BUT: Andrea vm patches seems to cure that!
I am only two days with them, so everything is
still possible, but before it used to Oops just
about every half an hour.
So thousands of thanks goes to Andrea:)

Btw, I've seen exactly the same reports in DRI
mailing lists and they were reported with different video
cards, but the similar thing was that all the reporters
has an AMD 751 Irongate as host bridge.
I also have it.
What is your north bridge?
This really seems strange for me that video card
or the host bridge causes vm to oops, but who knows...
Anyway, it is definitely not a nvidia drivers related:(

If anyone wants me to reproduce and ksymoops this
Oops, feel free to ask. I am ready to do just
about everything to get this problem fixed, else
I just can't use my new cool Radeon...

2002-03-27 11:12:30

by Mike Galbraith

[permalink] [raw]
Subject: Re: Anyone else seen VM related oops on 2.4.18?

On Wed, 27 Mar 2002, Stas Sergeev wrote:

> Hello.
>
> Arjan Opmeer wrote:
> > Are there other people that are suffering from a VM related oops on kernel
> > 2.4.18?
> Yes:(
> I've seen that oops 24/7 after installing a
> new video card Radeon 7500 AGP.
> Before I had PCI video card.
> When DRI is enabled, the whole box hangs after
> ~10 minutes of using OpenGL, and if DRI disabled
> and radeon.o is unloaded, I have a vm-related Oopses.
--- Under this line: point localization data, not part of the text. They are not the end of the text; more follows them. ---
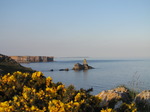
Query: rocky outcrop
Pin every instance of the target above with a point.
(142, 100)
(114, 98)
(8, 65)
(79, 66)
(27, 59)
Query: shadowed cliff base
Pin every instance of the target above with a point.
(8, 65)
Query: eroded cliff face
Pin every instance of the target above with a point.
(26, 59)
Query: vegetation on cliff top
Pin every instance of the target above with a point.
(32, 92)
(8, 65)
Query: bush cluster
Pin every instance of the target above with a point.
(26, 92)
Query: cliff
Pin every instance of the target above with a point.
(9, 65)
(27, 59)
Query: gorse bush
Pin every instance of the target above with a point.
(34, 92)
(26, 92)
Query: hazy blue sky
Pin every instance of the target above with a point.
(65, 28)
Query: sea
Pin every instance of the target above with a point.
(107, 74)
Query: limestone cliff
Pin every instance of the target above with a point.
(27, 59)
(8, 65)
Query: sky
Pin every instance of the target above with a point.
(106, 29)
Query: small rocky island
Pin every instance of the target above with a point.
(83, 66)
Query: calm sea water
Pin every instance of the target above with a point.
(106, 75)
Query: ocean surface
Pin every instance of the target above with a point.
(107, 74)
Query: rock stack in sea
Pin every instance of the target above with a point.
(117, 97)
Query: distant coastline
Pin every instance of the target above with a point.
(28, 59)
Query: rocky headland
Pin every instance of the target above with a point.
(28, 59)
(9, 65)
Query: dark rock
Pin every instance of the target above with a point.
(142, 100)
(114, 98)
(51, 70)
You can use dri with your 7500? Same processor as 8500 cards?
If so, which X sources are you using?

I bought an 8500 Evil Master II specifically because I saw Radeon
support in the kernel and X source. Much to my chagrin, I can't
use dri because the source (4.2.0) says dri is not yet implimented
for that processor.

-Mike

2002-03-27 12:29:51

by Stas Sergeev

[permalink] [raw]
Subject: Re: Anyone else seen VM related oops on 2.4.18?

Hello.

Mike Galbraith wrote:
> You can use dri with your 7500?
Yes. And it works really great until
either locks up the system or gets killed
by an Oops.

> Same processor as 8500 cards?
No idea.

> If so, which X sources are you using?
Mine works with 4.2.0's DRI, with latest
DRI from dri.sourceforge.net and with an
alternative drivers from gatos.sourceforge.net.
They all locks my system probably due to
an AMD Irongate.

> I bought an 8500 Evil Master II specifically because I saw Radeon
> support in the kernel and X source. Much to my chagrin, I can't
> use dri because the source (4.2.0) says dri is not yet implimented
> for that processor.
I was also confused by the fact that 7500
support doesn't exist in 4.1.0, but 4.2.0
really supports it.
Anyway, visit gatos.sourceforge.net and try
the drivers from there.